The major task comes in when it is time to react to the disruption caused by the disaster. Three steps are normally involved as follows. Response involves arrangement of the teams so as to accomplish the tasks present. It entails the first measures taken immediately after disaster strikes including notification of management and employees; bringing the situation under control; measuring the seriousness of the damage caused and implementation of the available plans.
The next step is communication management which aims at keeping close contact with the media, controlling rumors and assuring all the stakeholders involved. The last stage is the operations management which is essentially coordinating the resources and information to ensure proper flow of activities for efficient response.
The final stage in dealing with a disaster is the recovery and restoration. This involves relocating offices if need be or repairing previous facilities, redeployment of employees and replacing resources so as to return the business operations back to normal. It is at this stage that the need for knowledge base protection is recognized. If the company had a good back-up system then it becomes so much easier to go back to normal operations (Doughty, 2002).
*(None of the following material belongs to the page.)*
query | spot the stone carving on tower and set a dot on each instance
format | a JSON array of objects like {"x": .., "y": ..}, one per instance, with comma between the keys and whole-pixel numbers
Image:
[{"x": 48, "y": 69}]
A problem arises when there are no funds to restore the business or vital information, data and resources cannot be traced so that the company can not continue with their major income generating activities leading to huge losses. This is the reason why every firm should come up with business continuity plans in order to be ready for such eventualities that disrupt continuous operations of the business in case of a disaster.
Beazley, H. (2003). Knowledge Continuity: The New Competitive Advantage. Retrieved on March 9, 2009 from http://www.asaecenter.org/PublicationsResources/EUArticle.cfm?ItemNumber=11836
Doughty, K. (2002). Business Continuity Planning: Protecting Your Organization's Life. Routledge, US: CRC Press.